Source: Nvidia GTC Conference, March 2025 Last March, Nvidia revealed their plans for a 1-year product cadence, a key element to the I/O Fund’s thesis that Nvidia can reach $20 trillion market cap by 2030.
At this point, Nvidia is competing with itself with Blackwell offering 208 billion transistors compared to Hoppers 80 billion transistors. By combining 72 GPUs, the Blackwell systems offer 30X to 40X faster inference and are up to 2.5X faster on training. The memory capacity has increased to 192GB of HBM3e for Blackwell and 288GB for Blackwell Ultra. Energy efficiency is also improved by 25X. The 30X improvement in running AI reasoning models is primarily from leveraging FP4 format and fifth-generation NVLink at rack scale level. Blackwell arrived in H1 of 2025 and Blackwell Ultra is shipping now in H2 2025.
Vera Rubin increases the number of GPUs to 144, up from 72 GPUs, for 3.3X higher performance. Vera Rubin doubles the FP4 performance from 20 petaflops to 50 petaflops. The new architecture will offer HBM4 memory and sixth-generation NVLink. Rubin Ultra takes rack-scale to a new level with 576 GPUs compared to Rubin’s 144, with more details to be released in the coming months. Vera Rubin is expected to arrive in H2 2026 with Rubin Ultra in H2 2027.
From there, Feynman is expected to bring to market Gigawatt AI factories, which would be up about 8X from today’s peak cluster size of 150 MW (the largest cluster right now is Colossus at 150MW with plans to expand to 300MW soon). Feynman is expected to arrive in 2028.
5X Hopper: Jensen Huang Reveals $500 Billion Blackwell and Rubin Revenue Visibility
Nvidia laid out an eye-opening stat at the company’s GTC October conference, with CEO Jensen Huang revealing the company has visibility into an astonishing $500 billion in cumulative Blackwell and Rubin revenue through the end of 2026. This is ~5X the lifetime revenue of its Hopper GPUs from 2023 through 2025 which stood at $100 billion.
Huang’s projection calls for 20 million GPU shipments, with 30% of that, or 6 million, having already been shipped; however, considering both generations have two GPUs per chip, in reality, this corresponds to 10 million chip shipments with 3 million already shipped. Huang’s forecast also excludes China but is expected to include attached networking equipment such as Nvidia’s InfiniBand and NVLink.
Reading between the lines on Huang’s comments suggests strong upside to Nvidia’s data center revenue through 2026. Over the prior three quarters heading into fiscal Q3’s report, Blackwell revenue has totaled approximately $63 billion. Including Networking over that time frame, total revenue would rise to $78 billion, still a fraction of the total overall opportunity management is projecting. Thus, if we assume that Blackwell and Rubin ramp over the next five quarters, fiscal 2027 data center revenue could be nearly $320 billion, versus estimates for around $270 billion.

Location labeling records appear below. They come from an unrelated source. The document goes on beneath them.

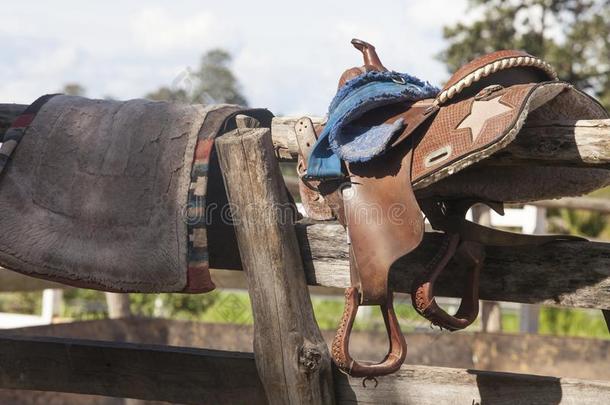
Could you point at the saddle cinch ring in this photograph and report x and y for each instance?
(340, 346)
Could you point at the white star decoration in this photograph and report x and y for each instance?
(481, 112)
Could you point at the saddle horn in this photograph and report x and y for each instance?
(369, 54)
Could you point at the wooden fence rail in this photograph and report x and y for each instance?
(196, 376)
(569, 274)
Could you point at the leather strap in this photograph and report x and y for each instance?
(384, 221)
(465, 254)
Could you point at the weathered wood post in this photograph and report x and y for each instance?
(291, 356)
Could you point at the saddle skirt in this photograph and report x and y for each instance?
(429, 159)
(113, 195)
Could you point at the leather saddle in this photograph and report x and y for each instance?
(430, 169)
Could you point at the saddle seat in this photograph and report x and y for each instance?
(433, 167)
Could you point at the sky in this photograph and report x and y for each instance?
(287, 56)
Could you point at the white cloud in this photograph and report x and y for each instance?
(288, 59)
(157, 29)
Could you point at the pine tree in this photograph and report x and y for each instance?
(572, 35)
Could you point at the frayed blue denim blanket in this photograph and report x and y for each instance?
(342, 139)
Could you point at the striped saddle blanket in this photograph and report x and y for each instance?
(117, 196)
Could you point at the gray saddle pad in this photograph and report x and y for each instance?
(96, 191)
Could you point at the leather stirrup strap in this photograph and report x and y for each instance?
(384, 223)
(465, 254)
(340, 347)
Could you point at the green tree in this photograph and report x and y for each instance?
(572, 35)
(212, 82)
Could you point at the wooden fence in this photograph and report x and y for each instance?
(291, 363)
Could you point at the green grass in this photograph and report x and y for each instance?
(223, 306)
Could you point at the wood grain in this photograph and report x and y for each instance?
(423, 385)
(570, 274)
(195, 376)
(190, 376)
(291, 355)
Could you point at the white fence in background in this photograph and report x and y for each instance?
(51, 306)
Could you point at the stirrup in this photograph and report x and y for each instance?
(467, 254)
(340, 347)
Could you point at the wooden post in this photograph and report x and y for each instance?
(291, 356)
(491, 314)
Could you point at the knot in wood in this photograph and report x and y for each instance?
(309, 358)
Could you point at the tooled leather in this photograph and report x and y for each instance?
(480, 62)
(377, 187)
(340, 346)
(471, 256)
(443, 130)
(366, 244)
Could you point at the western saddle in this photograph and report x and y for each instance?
(478, 112)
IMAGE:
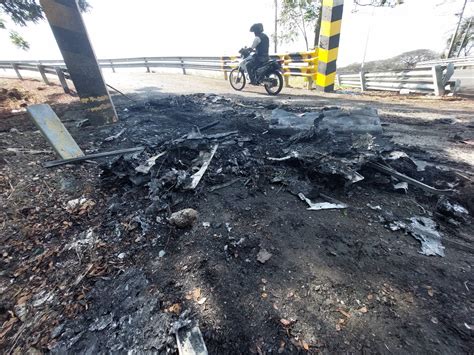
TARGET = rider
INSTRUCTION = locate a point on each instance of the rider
(261, 45)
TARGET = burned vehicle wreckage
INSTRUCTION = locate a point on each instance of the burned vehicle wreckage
(250, 227)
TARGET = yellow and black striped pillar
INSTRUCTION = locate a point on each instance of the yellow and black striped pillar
(329, 44)
(70, 32)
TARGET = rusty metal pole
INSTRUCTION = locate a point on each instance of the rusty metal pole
(70, 32)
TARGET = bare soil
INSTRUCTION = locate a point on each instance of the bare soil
(95, 278)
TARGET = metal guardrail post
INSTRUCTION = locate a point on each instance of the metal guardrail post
(437, 72)
(146, 65)
(43, 74)
(17, 71)
(62, 80)
(182, 65)
(362, 81)
(329, 43)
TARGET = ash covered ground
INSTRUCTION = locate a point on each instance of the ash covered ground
(95, 258)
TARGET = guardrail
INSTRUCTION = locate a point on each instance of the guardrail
(420, 80)
(301, 64)
(463, 62)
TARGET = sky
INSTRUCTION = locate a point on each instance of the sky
(125, 28)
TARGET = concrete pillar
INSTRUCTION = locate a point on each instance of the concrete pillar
(329, 44)
(70, 32)
(62, 80)
(17, 71)
(362, 81)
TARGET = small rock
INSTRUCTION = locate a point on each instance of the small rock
(263, 256)
(401, 186)
(184, 218)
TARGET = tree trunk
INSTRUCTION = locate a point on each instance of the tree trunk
(453, 40)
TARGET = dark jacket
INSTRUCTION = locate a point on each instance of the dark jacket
(261, 52)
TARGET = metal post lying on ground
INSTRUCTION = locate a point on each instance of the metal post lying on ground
(17, 71)
(54, 131)
(70, 32)
(43, 74)
(329, 44)
(62, 80)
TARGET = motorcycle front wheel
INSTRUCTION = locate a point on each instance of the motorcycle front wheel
(273, 83)
(237, 79)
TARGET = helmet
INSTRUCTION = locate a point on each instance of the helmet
(256, 28)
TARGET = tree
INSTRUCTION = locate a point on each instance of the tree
(24, 12)
(298, 17)
(464, 40)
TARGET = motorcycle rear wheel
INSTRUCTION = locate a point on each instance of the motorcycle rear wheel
(273, 83)
(237, 79)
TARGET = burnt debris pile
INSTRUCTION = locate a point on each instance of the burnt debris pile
(208, 142)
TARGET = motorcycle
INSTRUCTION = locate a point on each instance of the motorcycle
(269, 74)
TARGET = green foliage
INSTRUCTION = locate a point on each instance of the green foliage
(402, 61)
(464, 41)
(298, 17)
(22, 12)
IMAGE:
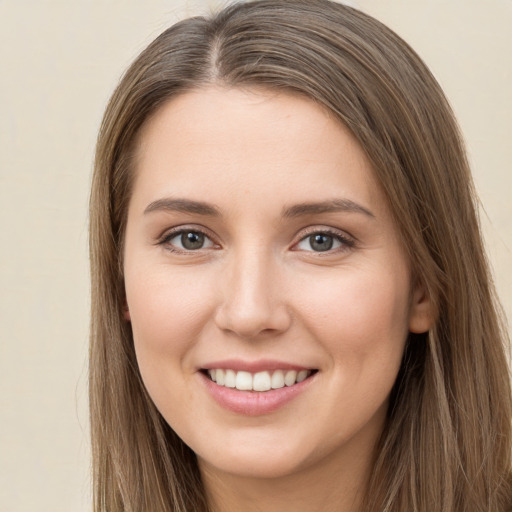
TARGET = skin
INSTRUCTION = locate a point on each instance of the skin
(257, 289)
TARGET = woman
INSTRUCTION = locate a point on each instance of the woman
(291, 305)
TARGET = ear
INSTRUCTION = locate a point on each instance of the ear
(421, 315)
(126, 312)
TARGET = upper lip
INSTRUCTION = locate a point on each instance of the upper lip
(253, 366)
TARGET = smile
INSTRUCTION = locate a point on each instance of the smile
(260, 381)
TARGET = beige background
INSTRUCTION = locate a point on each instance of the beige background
(59, 62)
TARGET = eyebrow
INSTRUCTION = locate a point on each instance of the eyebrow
(184, 206)
(298, 210)
(331, 206)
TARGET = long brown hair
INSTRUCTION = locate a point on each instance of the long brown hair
(447, 443)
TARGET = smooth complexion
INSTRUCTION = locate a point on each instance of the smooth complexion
(257, 237)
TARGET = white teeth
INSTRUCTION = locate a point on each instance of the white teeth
(277, 379)
(230, 379)
(260, 381)
(289, 378)
(243, 381)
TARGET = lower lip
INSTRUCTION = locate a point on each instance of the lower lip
(254, 403)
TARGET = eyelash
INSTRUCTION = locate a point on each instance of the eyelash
(346, 242)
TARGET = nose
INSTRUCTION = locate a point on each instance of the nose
(253, 299)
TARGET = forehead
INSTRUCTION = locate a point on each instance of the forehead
(248, 145)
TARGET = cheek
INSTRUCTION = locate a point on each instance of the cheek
(360, 317)
(168, 312)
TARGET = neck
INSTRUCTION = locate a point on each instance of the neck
(325, 486)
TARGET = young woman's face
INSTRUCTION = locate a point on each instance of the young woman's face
(260, 251)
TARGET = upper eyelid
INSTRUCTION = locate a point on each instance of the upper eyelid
(299, 236)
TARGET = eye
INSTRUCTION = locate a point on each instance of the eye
(187, 240)
(323, 241)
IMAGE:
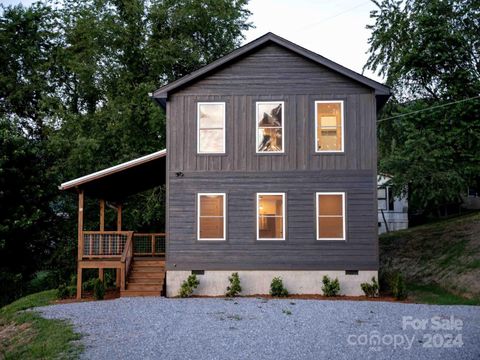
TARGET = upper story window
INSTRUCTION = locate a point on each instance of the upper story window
(329, 126)
(211, 128)
(385, 198)
(211, 216)
(269, 126)
(330, 216)
(271, 216)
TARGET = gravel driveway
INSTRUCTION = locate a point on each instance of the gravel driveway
(159, 328)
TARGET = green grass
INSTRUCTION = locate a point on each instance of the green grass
(434, 294)
(445, 253)
(26, 335)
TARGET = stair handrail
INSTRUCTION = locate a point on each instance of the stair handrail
(126, 260)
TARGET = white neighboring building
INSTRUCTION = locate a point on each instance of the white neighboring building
(395, 209)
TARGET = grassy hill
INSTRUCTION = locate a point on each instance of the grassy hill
(441, 260)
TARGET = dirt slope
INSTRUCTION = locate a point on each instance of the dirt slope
(445, 253)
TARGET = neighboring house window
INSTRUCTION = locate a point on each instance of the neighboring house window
(382, 198)
(385, 198)
(269, 127)
(211, 216)
(330, 216)
(211, 128)
(329, 126)
(271, 216)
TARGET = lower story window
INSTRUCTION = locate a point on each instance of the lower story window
(271, 216)
(330, 216)
(211, 216)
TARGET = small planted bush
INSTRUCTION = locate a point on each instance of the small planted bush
(98, 289)
(62, 292)
(277, 288)
(399, 288)
(234, 288)
(370, 289)
(330, 287)
(188, 286)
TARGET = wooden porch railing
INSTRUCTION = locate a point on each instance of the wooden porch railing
(104, 244)
(120, 247)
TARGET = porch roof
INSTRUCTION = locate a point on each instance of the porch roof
(117, 182)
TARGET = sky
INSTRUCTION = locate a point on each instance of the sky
(334, 29)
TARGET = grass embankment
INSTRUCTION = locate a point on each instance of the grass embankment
(440, 261)
(26, 335)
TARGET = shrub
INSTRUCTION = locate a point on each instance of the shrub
(188, 286)
(330, 287)
(98, 289)
(370, 290)
(72, 291)
(277, 288)
(89, 284)
(62, 292)
(399, 289)
(235, 288)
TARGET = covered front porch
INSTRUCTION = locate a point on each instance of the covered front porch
(137, 257)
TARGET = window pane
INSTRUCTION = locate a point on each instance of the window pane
(211, 228)
(329, 126)
(269, 114)
(330, 205)
(330, 227)
(269, 139)
(270, 227)
(381, 193)
(270, 205)
(382, 204)
(211, 205)
(211, 141)
(211, 116)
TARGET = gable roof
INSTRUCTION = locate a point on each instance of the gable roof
(161, 94)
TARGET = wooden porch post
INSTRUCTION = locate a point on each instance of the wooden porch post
(119, 217)
(119, 228)
(80, 243)
(102, 228)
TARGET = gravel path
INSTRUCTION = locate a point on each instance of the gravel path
(159, 328)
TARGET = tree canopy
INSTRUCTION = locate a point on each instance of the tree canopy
(429, 53)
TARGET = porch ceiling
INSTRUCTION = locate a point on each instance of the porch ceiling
(118, 182)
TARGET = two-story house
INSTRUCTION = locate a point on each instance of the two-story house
(271, 170)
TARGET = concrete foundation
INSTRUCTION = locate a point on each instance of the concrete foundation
(214, 283)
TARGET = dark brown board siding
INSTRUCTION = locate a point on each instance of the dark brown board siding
(300, 250)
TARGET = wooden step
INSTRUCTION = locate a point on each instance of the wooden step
(140, 293)
(145, 275)
(148, 269)
(145, 287)
(149, 263)
(142, 280)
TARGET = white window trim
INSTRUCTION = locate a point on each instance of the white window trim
(284, 206)
(343, 217)
(224, 128)
(341, 102)
(256, 127)
(224, 217)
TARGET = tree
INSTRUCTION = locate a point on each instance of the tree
(429, 53)
(74, 98)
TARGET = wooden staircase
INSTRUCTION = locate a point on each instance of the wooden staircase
(146, 277)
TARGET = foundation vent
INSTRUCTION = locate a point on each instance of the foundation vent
(351, 272)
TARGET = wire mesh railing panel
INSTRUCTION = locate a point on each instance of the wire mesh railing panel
(160, 244)
(103, 244)
(142, 244)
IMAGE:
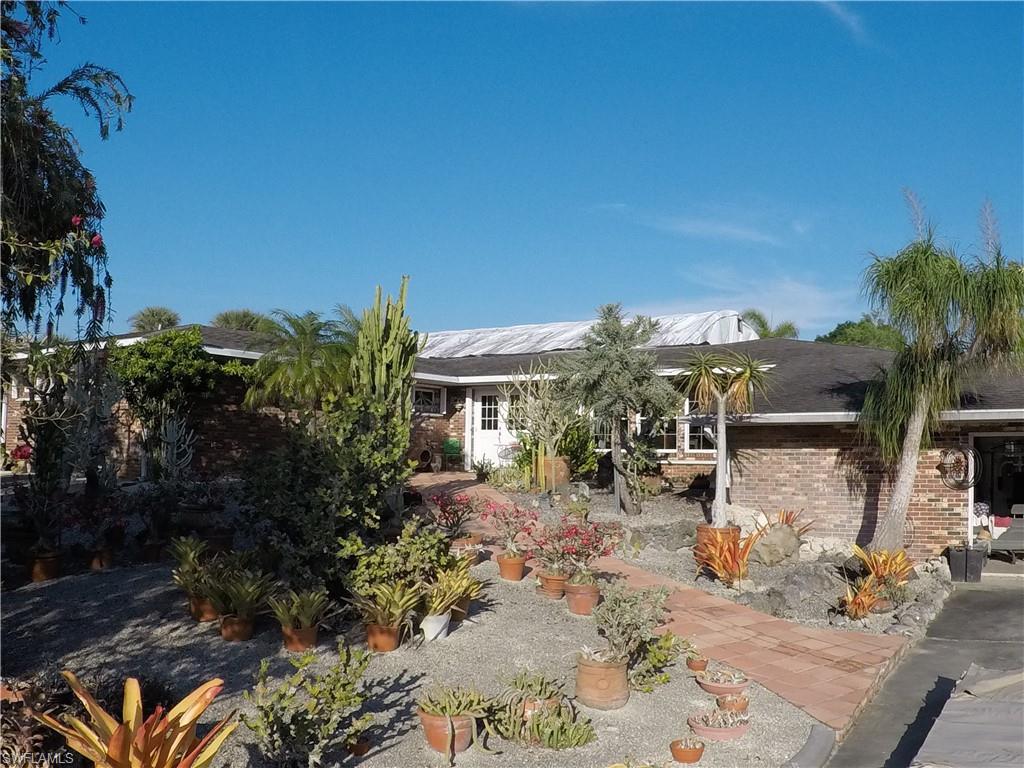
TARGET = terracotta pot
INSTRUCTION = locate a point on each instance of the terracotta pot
(382, 639)
(511, 568)
(45, 567)
(687, 755)
(298, 640)
(236, 630)
(202, 609)
(718, 734)
(582, 598)
(439, 730)
(722, 689)
(733, 702)
(101, 559)
(532, 706)
(601, 685)
(706, 535)
(552, 585)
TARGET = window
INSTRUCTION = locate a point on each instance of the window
(699, 433)
(488, 413)
(427, 399)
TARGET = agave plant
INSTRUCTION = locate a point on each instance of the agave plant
(165, 739)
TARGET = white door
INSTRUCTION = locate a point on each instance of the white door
(491, 432)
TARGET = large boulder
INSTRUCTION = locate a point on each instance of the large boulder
(778, 545)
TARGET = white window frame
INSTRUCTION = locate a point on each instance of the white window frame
(686, 435)
(441, 398)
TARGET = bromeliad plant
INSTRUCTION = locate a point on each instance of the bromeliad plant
(454, 513)
(727, 558)
(513, 523)
(165, 739)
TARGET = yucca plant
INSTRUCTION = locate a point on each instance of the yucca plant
(300, 610)
(860, 598)
(241, 594)
(165, 739)
(891, 566)
(727, 558)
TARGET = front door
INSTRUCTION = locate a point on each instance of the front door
(491, 433)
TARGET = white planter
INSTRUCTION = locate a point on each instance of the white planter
(434, 628)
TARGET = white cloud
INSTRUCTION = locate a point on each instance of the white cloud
(853, 22)
(813, 307)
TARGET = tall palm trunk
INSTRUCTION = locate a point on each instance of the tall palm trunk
(718, 515)
(889, 531)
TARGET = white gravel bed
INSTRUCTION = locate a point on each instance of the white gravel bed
(132, 622)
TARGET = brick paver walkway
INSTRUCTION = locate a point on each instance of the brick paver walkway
(829, 674)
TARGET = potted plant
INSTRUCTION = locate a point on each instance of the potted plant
(239, 596)
(627, 620)
(387, 610)
(453, 514)
(548, 546)
(721, 682)
(193, 577)
(687, 751)
(452, 719)
(513, 522)
(300, 614)
(733, 702)
(584, 544)
(718, 725)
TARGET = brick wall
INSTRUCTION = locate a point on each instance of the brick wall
(840, 483)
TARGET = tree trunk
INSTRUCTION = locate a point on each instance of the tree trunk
(624, 502)
(718, 516)
(889, 531)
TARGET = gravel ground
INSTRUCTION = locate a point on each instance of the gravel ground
(132, 621)
(813, 607)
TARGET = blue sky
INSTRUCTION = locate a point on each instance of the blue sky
(527, 163)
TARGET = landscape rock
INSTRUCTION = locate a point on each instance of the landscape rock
(777, 546)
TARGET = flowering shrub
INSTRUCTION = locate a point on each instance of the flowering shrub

This forecast is supported by the accelerated progression in GPU cluster sizes, scaling quickly from 10K clusters just two years ago to hundreds of thousands over the next few years. The first 10K Hopper GPU clusters came online in 2023 and 2024, before scaling 10X to 100K clusters by year-end 2024. Blackwell is picking up where Hopper left off, with clusters expanding from 100K to the hundreds of thousands through 2026 and 2027, such as for Microsoft’s new Fairwater data centers and xAI’s Colossus 2. This scale out of 8-10X growth to reach 1 million GPU clusters over the next few years underpins millions of GPU shipments over the coming quarters.